シエルとフラリアは漁に出ようと砂浜まで船を押して、出港の段階まで来ていたのだが…
「私も行く!」
「だからこの船は二人乗りだって言ってんでしょ!」
「マユさん!今日は畑仕事をやるって予定だったでしょ!」
「嫌!フラリアと一緒に海に出るの!」
船に乗せろとマユが騒ぎ散らしていた。船は4人乗りではあるが、あくまで人だけを乗せて移動する際の話だ。漁に出るとなったら、捕まえた魚を置いておくスペースを残しておかなければならない。そうなるとマユは乗せられないのだ。
「おばさんは前みたいに沖まで泳いで鯨でも捕まえてくればいいでしょ」
「あっそう!?マユは私に船に乗らないで泳いで行けって言うんだ?鮫に喰われて死ねばいいんだよね、私なんかさ!」
「シエルさんもそういう気色悪い発言はやめてください!本当におばさんみたいです!」
「なんですって!」
シエルは海を撫でるはずのオールを振り回して二人に襲い掛かる。老いとは恐ろしい物だ。逆鱗に触れるだけの言葉で人をここまで凶暴にしてしまうのだから。

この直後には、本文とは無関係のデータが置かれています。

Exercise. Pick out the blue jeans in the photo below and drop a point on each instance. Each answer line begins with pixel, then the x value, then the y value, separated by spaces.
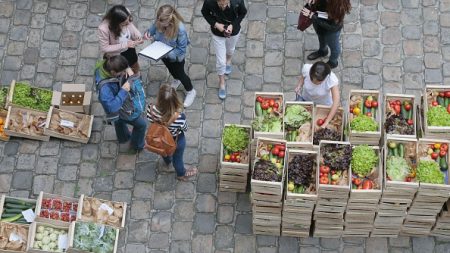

そうして砂浜で鬼ごっこをしていると、水平線から小さな影が現れた。
「おばさん待って!」
「だぁからおばさんって言うな!」
「見てくださいシエルさん!何か…船がこちらに向かって来ています!」
真っ先に船であると気付いたフラリアは、クロウへ近付いて来るその船に見覚えがあった。

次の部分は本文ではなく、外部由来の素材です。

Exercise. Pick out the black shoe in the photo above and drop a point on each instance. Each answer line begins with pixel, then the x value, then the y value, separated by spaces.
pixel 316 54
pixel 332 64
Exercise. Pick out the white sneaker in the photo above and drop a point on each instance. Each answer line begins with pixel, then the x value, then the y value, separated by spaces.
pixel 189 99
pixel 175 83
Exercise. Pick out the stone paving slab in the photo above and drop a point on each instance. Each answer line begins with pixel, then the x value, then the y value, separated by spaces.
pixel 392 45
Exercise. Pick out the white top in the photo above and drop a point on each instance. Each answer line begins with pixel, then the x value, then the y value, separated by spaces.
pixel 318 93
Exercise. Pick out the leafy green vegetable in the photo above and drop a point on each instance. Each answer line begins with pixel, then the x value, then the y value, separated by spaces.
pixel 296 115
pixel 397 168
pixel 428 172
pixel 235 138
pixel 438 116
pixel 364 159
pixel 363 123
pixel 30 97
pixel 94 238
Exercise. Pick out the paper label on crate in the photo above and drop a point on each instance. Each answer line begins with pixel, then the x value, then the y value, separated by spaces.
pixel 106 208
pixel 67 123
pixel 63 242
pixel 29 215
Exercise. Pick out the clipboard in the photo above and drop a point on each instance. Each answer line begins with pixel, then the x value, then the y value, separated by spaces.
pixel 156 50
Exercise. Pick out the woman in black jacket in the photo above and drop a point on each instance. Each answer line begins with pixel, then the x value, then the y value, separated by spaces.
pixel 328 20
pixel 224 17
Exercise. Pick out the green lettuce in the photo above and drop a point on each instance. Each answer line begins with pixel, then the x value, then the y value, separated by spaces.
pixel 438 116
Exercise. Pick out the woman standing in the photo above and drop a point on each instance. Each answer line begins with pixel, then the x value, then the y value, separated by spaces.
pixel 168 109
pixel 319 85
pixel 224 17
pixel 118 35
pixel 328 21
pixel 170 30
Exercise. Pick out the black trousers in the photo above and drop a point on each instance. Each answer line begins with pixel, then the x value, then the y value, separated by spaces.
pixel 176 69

「あれは以前やって来たアメーカという国の貿易船ですよ!」
フラリアは砂浜に一定間隔を置いて並ぶセスタの部下達に、一隻の船が近付いている事を知らせた。
そしてセスタの指示により、クロウを守る少年防衛隊が船の見える北西の砂浜に集結した。
「砲弾装填!一度交流した相手だからと気を抜くな!」
その場にいるセスタだけはその大きな船が奴隷を運ぶための物だと気付いている。以前の謝礼をしに来たとしても、奴隷船で来訪するのは怪しく思えた。
それからは前回とは反対に、アメーカの代表者が小舟を降ろしてクロウへ上陸した。
「お久しぶりです。お加減の方はいかがでしょうか?」
「君達から譲ってもらった食糧のおかげで無事に本国まで辿り着く事が出来た。今回はその謝礼に加えて、友好条約を結びに来たんだ」
「ゆ、友好条約!?ですか!」
アメーカの代表者は礼こそ言ったものの、この国の代表者が子供であるからと敬語を省いていた。しかし子供達はそんな事よりも、別の国と良い関係が築けるというビッグニュースで頭の中がいっぱいだった。

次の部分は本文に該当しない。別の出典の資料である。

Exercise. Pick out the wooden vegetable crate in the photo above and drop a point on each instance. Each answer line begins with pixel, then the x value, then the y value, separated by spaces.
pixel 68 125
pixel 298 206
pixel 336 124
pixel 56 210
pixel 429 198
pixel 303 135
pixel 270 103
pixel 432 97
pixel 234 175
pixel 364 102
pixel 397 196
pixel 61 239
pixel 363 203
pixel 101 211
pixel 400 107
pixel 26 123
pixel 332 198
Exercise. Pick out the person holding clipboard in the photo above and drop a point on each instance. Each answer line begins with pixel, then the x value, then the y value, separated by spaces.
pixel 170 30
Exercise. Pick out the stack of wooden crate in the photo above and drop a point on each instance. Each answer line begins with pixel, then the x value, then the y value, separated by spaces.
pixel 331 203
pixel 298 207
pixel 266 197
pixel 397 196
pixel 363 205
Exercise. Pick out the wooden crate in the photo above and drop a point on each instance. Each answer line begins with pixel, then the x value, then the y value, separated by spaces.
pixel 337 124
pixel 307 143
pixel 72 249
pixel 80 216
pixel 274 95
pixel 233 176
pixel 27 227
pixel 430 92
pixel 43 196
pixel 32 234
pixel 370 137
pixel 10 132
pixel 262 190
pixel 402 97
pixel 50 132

停泊の許可が下りると、アメーカの貿易船はクロウへ接近した。
「う…!」
「マユさん、大丈夫ですか?」
「マユ?どうしたの?」
マユが苦しそうな声を出した。二人が日陰に連れて行くと、マユはアメーカの船を指さした。
「あの中に…いっぱい…!」
「いっぱいって…何が?」
「恐らく、ここに来るまでに捕えて来た奴隷だろう」
「ブレイズ…」
三人の元へ水筒を持ったブレイズがやって来た。マユに水筒を渡すと、彼は船の方を向いて話を続けた。
「お前達も既に気付いているだろうがあれは貿易船などではなく奴隷船だ」
「そうだったんだ…」
「全然気付かなかった…」
「…恐らく船内には拘束されている者達が横に寝かされて収容されているだろう」
「じゃあ何、あいつらは謝礼として奴隷を渡しに来たって事?」
「それなら断るだけで良いんだがな…」
錨を降ろした船からはとても汚れた服を着たアメーカ人達がゾロゾロと降りて来た。誰が見ても友好的には感じない。それでも、人を見た目で判断してはいけないと子供達は彼らを信用した。
「改めまして!私はこの国の外務大臣レット・ペーパーです!」
「どうもレット君。私は船長のゴッヅ。島を見て回りたいのだが、案内してもらえないだろうか」
レット少年は初めての外交で緊張していたが、きちんとした対応をしてみせた。良くない点を挙げるとしたら、初めて会話した人間を信用し過ぎてしまった事だろう。
「分かりました!それでは島を案内します!」
まるで観光ツアーのようなノリで、まだ味方とも言えない人間達を島へ誘い込んでいった。
「やはりか…」
「えっ何?」
「あいつらの目的は以前の礼をする事でも友好条約を結ぶ事でもない。この国の住民を奴隷にする事だ」
その言葉に反応したマユは起き上がると、奴隷船の方へ走り出した。
「マユさん!?」
「私…見てくる!」
奴隷船へ近付くと、マユはこれまで一度も使った事のない透明化魔法で姿を消して船に侵入。乗員達はこの国の子供達が何かしてくる事はないだろうと気を抜いて談笑していた。当然、姿の見えないマユに気付くはずもなかった。
扉が勝手に開くと不自然である。侵入を悟られないように強く警戒しながら、マユは船内へ突入した。
内部には酷い臭いが漂っていた。マユはさらに奥へと進んで階段を降りると、そこで酷い光景を目にすることになった。
「酷い…」
思わず声を漏らす程だった。人間と魔族の両族が包帯に巻かれて拘束されていたのだ。ご丁寧にも呼吸が出来るように頭だけは解放されており、呻き声で溢れかえっていた。
「こ、こんな事…!」
衝撃を受けた直後にマユは強い怒りを覚えた。それは瓶から出て初めての感覚だった。
「奴隷を見て怒るなんて、見た目通りのお子様さね」
「透明化魔法は上出来だけど、それ以外は最低さね」
「なんであれ、私達以外の魔術師は最低さね」
しかしマユはこの船に接近した時点で、護衛を務める3人の魔術師にその動向を監視されていた。